The Herald on Sunday understands the priority is to get witnesses to appear on the stand.

In the Modi libel case, the judgment indicated less weight was given to accusers who did not appear in person. The judgment read: "An important aspect of this case is that some of the evidence on which the Defendant relies is hearsay."

The upshot is the creme de la creme of New Zealand cricketers from the late 1990s until the early 2000s, a period of rare dominance in which Cairns played a significant part, is about to be examined as never before, without a bat or ball in sight.

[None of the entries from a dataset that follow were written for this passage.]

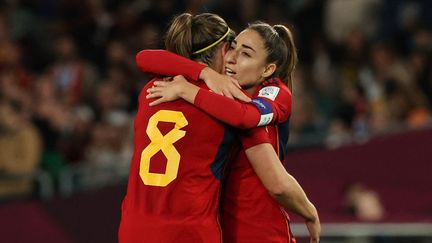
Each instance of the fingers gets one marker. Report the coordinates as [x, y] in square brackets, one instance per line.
[157, 102]
[227, 94]
[160, 83]
[154, 95]
[238, 94]
[236, 83]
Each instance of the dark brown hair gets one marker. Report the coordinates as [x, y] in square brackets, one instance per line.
[281, 49]
[188, 34]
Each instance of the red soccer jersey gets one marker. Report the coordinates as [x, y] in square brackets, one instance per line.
[249, 214]
[174, 183]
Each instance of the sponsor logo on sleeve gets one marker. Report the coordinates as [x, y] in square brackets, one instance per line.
[269, 92]
[265, 109]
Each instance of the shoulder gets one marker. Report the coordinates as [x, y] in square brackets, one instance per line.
[274, 89]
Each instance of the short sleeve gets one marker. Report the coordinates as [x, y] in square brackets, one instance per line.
[254, 136]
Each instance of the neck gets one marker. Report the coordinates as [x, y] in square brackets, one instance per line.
[250, 90]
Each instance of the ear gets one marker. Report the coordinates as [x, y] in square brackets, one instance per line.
[269, 70]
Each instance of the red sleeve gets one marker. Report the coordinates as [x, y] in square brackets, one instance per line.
[272, 105]
[166, 63]
[274, 102]
[229, 111]
[253, 137]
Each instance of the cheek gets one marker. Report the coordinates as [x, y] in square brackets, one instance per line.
[249, 75]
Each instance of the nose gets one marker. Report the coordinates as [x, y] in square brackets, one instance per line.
[231, 57]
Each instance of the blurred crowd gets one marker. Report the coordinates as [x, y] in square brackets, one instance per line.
[69, 84]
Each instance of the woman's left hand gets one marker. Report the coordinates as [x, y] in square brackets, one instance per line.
[166, 91]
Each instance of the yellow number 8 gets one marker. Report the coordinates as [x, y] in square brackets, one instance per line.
[165, 144]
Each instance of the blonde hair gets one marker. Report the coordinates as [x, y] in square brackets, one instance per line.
[188, 34]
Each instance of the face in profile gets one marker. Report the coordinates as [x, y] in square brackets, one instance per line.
[245, 60]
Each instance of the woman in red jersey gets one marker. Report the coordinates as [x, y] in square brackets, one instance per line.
[173, 188]
[259, 53]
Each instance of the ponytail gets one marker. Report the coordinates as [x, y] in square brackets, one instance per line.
[209, 30]
[179, 36]
[287, 72]
[280, 47]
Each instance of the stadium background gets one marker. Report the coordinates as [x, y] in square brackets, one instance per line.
[360, 137]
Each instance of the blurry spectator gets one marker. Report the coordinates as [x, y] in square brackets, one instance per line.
[53, 119]
[109, 153]
[341, 17]
[73, 77]
[20, 151]
[363, 203]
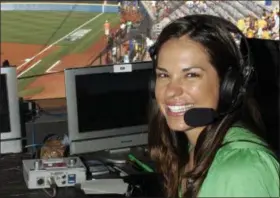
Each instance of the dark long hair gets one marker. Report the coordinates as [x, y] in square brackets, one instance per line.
[169, 149]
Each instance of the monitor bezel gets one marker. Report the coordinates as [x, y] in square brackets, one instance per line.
[71, 101]
[13, 103]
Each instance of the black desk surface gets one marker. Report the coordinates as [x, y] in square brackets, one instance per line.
[12, 183]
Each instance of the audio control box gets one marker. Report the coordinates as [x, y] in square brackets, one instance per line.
[61, 172]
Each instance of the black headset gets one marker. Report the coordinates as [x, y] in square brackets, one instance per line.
[235, 82]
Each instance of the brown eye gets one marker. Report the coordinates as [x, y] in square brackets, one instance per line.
[161, 75]
[192, 75]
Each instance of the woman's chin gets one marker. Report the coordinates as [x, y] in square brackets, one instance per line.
[178, 126]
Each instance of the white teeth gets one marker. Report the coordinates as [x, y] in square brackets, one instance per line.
[179, 109]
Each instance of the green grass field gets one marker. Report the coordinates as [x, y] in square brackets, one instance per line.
[46, 27]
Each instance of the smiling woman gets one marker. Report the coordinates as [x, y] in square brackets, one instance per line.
[197, 65]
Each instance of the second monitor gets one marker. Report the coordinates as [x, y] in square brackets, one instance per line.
[107, 106]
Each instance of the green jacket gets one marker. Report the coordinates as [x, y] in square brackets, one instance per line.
[242, 169]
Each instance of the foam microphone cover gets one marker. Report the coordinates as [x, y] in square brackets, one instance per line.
[197, 117]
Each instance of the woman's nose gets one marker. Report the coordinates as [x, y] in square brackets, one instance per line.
[174, 89]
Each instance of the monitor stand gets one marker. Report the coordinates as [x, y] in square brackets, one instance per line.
[118, 156]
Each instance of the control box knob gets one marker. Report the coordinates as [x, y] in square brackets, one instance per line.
[72, 161]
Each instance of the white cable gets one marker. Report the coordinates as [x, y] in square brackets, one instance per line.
[51, 182]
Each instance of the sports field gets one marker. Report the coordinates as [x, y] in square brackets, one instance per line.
[38, 42]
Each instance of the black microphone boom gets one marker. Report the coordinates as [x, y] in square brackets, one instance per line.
[197, 117]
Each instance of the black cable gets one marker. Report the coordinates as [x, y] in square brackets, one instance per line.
[0, 105]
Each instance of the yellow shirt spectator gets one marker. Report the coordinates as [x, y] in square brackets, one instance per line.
[250, 33]
[262, 23]
[241, 24]
[266, 34]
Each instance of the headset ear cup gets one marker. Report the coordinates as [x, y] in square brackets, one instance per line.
[229, 89]
[152, 85]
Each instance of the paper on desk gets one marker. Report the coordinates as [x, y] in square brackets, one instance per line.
[104, 186]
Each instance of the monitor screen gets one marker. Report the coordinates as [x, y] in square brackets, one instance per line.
[5, 126]
[112, 100]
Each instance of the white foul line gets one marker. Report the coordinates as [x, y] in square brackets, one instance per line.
[29, 68]
[48, 47]
[55, 64]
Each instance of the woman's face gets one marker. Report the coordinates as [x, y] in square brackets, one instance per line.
[185, 79]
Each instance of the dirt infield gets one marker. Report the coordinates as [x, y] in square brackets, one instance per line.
[81, 60]
[53, 84]
[17, 54]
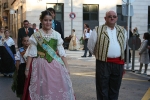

Regardless of the outcome, it is unlikely to be a glossy advertisement for the New Zealand game.

What now?
When and where will the trial be?
The location will be London. The date is yet to be set but likely to be after the Cricket World Cup in February and March. A logical point might be after New Zealand's tour of England in May and June. The perjury charge will be laid on September 25 once Cairns returns to Britain voluntarily.

What does yesterday's news mean for Lalit Modi?
Modi's legal team is preparing potential civil proceedings against Cairns in relation to the libel case the New Zealand cricketer won against the former Indian Premier League boss in 2012. Modi cannot comment at this stage due to a court injunction. He's aware of the recent developments concerning Cairns and monitoring the story as it unfolds.

How is this case different to the defamation trial?
The burden of proof has moved. In the UK, if a claimant thinks what's written about them is defamatory, the onus is on the defendant to prove their comments are true. The accuser is effectively on trial and the claimant doesn't have to take the stand.

In a criminal case, such as those where perjury is involved, the prosecution is required to prove beyond reasonable doubt the defendant is guilty. The defendant doesn't have to prove they are innocent.

What is perjury?
Perjury is when someone lies under oath in court in a manner which could influence the legal result. It strikes at the heart of the justice system because it can create miscarriages of justice.

According to the British Serious Fraud Office the prosecution must prove:

• The witness was lawfully sworn in during a judicial proceeding.
• The witness made a statement wilfully.
• The statement was false.
• The witness knew it was false or did not believe it to be true.
• The statement was material in the judicial proceeding.

What is the punishment for perjury?
Upon conviction, seven years' jail is the maximum sentence in the UK. Precedents include novelist and politician Lord Jeffrey Archer in 2001, who was sentenced to four years' jail on two counts of perjury and two of perverting the course of justice. He served two years.